Chapter : Summarizing the Data Set
#Statisticians uses five number summary which describes a distribtion of data : Panch Tatva of Statistics
#In R we use fivenum(x) to get values of Panch Tatva
#summary(x) gives us "Five Number Summary + Mean"
#These five numbers are :
#1: Sample Minimum or Smallest Value (Xmin)

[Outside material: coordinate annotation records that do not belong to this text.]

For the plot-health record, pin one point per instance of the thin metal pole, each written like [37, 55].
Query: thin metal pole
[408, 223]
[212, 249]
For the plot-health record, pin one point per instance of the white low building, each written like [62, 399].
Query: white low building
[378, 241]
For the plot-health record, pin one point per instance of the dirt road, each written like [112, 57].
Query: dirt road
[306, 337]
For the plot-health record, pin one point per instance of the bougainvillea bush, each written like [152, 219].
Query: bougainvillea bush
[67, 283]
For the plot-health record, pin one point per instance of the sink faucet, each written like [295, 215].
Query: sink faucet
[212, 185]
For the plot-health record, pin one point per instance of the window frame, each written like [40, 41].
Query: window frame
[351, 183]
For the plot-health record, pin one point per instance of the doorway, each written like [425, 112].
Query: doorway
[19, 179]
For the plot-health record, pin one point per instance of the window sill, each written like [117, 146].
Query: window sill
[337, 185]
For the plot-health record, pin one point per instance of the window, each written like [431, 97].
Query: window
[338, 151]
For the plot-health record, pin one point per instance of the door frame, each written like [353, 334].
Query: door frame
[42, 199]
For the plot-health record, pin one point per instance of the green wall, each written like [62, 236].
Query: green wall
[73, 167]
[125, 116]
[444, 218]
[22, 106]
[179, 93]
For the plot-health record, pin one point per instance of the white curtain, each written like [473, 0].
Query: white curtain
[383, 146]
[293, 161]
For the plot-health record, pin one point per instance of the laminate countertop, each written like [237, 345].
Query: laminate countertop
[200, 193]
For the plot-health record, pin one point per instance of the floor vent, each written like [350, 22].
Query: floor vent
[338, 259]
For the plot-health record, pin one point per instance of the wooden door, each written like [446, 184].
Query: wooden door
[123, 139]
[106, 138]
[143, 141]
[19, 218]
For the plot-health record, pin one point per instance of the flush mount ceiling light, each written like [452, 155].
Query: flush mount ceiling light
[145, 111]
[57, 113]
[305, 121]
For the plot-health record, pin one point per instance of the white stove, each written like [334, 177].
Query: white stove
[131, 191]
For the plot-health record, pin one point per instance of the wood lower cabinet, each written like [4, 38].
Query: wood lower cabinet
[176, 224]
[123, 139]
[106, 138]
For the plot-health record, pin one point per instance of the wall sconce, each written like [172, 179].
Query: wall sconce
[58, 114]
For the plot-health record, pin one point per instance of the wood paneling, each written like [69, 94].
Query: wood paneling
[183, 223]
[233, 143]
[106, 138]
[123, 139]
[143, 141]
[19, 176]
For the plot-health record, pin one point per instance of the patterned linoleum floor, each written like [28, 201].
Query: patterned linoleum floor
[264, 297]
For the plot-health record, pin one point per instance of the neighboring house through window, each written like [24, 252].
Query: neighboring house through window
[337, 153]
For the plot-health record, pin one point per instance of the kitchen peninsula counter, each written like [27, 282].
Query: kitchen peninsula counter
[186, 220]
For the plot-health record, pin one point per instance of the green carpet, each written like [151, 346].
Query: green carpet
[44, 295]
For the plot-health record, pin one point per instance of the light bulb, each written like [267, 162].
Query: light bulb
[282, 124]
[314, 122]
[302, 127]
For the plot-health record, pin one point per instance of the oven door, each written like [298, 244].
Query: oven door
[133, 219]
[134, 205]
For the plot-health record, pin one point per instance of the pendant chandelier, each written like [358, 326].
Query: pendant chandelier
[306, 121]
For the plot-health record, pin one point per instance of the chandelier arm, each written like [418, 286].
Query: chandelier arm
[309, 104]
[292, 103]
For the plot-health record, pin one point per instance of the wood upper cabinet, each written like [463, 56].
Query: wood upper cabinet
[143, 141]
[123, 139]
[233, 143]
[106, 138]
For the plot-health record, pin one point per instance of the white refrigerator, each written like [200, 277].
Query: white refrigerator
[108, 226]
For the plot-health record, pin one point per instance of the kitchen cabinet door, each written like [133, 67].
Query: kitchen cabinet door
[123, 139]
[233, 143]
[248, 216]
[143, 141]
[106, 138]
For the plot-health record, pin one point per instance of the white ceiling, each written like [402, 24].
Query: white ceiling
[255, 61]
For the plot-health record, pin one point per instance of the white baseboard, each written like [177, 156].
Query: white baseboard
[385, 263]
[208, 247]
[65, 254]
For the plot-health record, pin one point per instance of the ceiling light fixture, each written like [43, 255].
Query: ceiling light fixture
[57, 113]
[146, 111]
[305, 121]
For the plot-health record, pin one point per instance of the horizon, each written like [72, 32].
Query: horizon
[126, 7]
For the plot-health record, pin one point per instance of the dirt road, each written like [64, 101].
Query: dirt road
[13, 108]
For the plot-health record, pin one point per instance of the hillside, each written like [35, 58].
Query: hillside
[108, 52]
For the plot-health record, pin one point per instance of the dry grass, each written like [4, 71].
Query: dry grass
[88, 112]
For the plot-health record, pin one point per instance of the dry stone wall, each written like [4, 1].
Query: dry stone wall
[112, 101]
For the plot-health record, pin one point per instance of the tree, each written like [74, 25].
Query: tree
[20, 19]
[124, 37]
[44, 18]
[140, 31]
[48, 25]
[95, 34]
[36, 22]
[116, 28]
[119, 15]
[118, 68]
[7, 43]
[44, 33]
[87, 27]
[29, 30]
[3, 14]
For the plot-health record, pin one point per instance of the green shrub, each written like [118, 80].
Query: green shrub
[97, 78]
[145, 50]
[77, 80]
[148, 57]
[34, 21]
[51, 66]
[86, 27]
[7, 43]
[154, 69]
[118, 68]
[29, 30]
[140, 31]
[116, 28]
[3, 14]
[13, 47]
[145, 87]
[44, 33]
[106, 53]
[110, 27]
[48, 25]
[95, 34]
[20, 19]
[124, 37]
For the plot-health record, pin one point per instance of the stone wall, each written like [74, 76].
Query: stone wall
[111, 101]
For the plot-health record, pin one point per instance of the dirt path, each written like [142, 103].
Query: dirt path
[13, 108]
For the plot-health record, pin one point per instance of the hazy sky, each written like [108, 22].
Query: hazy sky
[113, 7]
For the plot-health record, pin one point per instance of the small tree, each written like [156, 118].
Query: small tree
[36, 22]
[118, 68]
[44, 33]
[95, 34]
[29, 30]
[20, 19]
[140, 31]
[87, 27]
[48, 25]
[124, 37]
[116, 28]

#2: First or Lower Quartile (Q1)
#3: Median or Middle Value
#4: Third or Upper Quartile
#5: Sample Maximum or Largest Value
library(ggplot2)
## Warning: package 'ggplot2' was built under R version 3.5.2
library(tidyverse)
## Warning: package 'tidyverse' was built under R version 3.5.2
## -- Attaching packages -------------------------------- tidyverse 1.2.1 --
## v tibble 1.4.2 v purrr 0.2.5
## v tidyr 0.8.2 v dplyr 0.7.8
## v readr 1.3.0 v stringr 1.3.1
## v tibble 1.4.2 v forcats 0.3.0
## Warning: package 'tidyr' was built under R version 3.5.2
## Warning: package 'purrr' was built under R version 3.5.2
## Warning: package 'dplyr' was built under R version 3.5.2
## Warning: package 'stringr' was built under R version 3.5.2
## Warning: package 'forcats' was built under R version 3.5.2
## -- Conflicts ----------------------------------- tidyverse_conflicts() --
## x dplyr::filter() masks stats::filter()
## x dplyr::lag() masks stats::lag()
Drawing Histograms
ggplot(mpg,aes(displ)) +
geom_histogram(col = "black") +
theme(text = element_text(size=30))
## `stat_bin()` using `bins = 30`. Pick better value with `binwidth`.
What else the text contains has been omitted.